レヴォリューショニスト
王の教室が解放された、数日後。
終末日テスト期間前の、最後の休日。
「イルマ君を来させたの、オリアス先生ですね?」
「俺はヒントをあげただけです」
オリアスか準備室に来てすぐ、名前は問いかけた。彼は少しばかり肩を竦めつつ、テレビの前に陣取る。慣れた様子でゲームを起動する様子に、名前も部屋の奥へ戻る。ソファに座ったオリアスの背後、ベッドに下ろした。
「名前先生、『悪食の指輪』、見たいって言ってましたから」
「……まあ、はい」
背中越しの会話に、名前は表情を難しくする。覚えていてくれたこと、そのための手助けをしてくれていたことは嬉しい。だが、はじめ王の教室を開けることを拒んでいた自分を思うと。勿論、オリアスは、名前が悪食の指輪と王の教室を等価だとしていなかったことも知っていただろうが。
テレビに映し出されたゲーム画面は、タイトル表示のまま動かない。
「俺は、『教師』ですからね」
「……しかも、問題児クラスの生徒が所属する、遊戯師団の顧問」
「はい」
オリアスがくつくつ笑う。その表情は見えなかったけれど、今はオフなのに、スーツ姿のときと似たような顔をしているのだろうな、と思った。
自分のもののことは、できるだけ把握しておきたい。
名前は自分の欲にしたがって、ソファへ移動した。それをオリアスは横目で一瞥し、片手を伸べる。指の甲で頬を撫でられて、名前は目を細めた。

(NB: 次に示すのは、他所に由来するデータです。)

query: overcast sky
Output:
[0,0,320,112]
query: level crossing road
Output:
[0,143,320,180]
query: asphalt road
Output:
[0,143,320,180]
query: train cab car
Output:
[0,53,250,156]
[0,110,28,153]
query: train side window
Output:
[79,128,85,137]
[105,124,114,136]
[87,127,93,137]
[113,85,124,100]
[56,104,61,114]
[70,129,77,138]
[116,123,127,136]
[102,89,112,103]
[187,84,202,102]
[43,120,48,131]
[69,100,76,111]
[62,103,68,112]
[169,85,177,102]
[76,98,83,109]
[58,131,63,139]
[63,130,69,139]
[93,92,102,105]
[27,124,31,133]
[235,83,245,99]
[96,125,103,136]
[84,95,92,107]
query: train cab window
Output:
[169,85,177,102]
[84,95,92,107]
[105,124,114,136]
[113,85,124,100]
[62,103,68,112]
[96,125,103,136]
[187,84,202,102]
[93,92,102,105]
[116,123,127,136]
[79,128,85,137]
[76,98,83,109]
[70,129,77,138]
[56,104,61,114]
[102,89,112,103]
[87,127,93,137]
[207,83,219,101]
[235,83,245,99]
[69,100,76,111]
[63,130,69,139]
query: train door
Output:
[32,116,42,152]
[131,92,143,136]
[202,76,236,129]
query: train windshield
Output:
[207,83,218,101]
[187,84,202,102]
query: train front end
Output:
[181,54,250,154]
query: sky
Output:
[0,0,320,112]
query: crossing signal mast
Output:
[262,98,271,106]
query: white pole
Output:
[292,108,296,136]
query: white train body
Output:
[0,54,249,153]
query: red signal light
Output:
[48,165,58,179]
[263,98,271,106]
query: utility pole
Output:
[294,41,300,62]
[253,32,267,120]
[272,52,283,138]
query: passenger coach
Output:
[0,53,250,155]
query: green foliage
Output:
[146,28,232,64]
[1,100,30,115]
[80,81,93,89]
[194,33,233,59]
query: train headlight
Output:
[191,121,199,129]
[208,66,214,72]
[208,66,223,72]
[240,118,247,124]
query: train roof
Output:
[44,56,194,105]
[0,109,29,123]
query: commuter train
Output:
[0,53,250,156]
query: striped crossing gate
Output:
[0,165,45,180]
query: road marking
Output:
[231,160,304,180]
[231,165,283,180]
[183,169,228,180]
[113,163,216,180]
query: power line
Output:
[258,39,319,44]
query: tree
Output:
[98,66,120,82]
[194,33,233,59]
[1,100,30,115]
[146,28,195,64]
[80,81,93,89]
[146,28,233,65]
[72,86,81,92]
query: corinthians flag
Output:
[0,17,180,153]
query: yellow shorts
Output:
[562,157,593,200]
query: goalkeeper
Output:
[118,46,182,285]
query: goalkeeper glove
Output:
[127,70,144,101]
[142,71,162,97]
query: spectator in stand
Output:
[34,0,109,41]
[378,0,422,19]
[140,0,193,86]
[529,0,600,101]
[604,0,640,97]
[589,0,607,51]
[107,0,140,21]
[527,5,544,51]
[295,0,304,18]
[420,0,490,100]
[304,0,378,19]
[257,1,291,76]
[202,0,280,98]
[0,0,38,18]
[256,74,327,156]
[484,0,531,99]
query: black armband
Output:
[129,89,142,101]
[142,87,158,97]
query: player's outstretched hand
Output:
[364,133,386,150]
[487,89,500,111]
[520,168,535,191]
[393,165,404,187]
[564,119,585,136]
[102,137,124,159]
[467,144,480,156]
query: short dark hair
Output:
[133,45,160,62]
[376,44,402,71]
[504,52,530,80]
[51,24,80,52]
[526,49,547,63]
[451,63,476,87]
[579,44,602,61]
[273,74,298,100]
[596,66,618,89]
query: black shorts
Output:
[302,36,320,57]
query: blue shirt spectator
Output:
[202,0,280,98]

「問題児クラス、面白いでしょう。俺も改めて実感しましたよ」
「……イルマ君のことしか知らないので、なんとも言えませんが」
答える声に、不満げな色が滲んでいた。オリアスが、つい、といった風に笑みを零す。
「やっぱり、ちょっと拗ねてますね」
「何がですか」
「俺が『負かされた』こと」
「…………」
名前は押し黙った。肯定するのはプライドが許さず、否定するのは自分の欲を否定するのと同じだった。
いわゆる図星。
名前は、オリアスを、自分のものだと思っている。疑いようもなく、自分のものだと。
そのオリアスが「負かされた」というのは、たとえば歴史ある魔具に傷がついたとか、だから一般から見ての価値が下がるだとか、そういう事象に似ていた。ひいては、自分のものが見くびられるといったような。それは、名前の逆鱗にほど近い。
「ゲームのあと、できるだけ早く交渉に行くよう言ったのは正解でした。名前先生に俺が負けたって情報が入ってきたら、意地になりそうでしたから」
「……私は、『教師』ではないので」
「『博物塔管理者』ですからね」
言って、オリアスがまた名前の頬を撫でる。唇を尖らせる名前の、その不機嫌さが深刻ではないことなど、お見通しだとでもいう風に。
そして、そうやって見透かされることが、名前も嫌ではなかった。生きる者を「自分のもの」と認識するのはオリアスのみだけれど、その存在が自分をよく知っているというのは、悪い気はしなかった。
自分のものだけれど、物ではない。その違いが生み出すものは、名前にとって新鮮かつ、大きい。
名前が、観念したように目を閉じる。
「……私は、教師ではないですけど」
「はい」
「…………今後、問題児クラスのこと、気にしてみても、いいです」
悔しそうな、捻くれたような言葉。そこに期待と希望を読み取って、オリアスは名前の肩を抱き寄せた。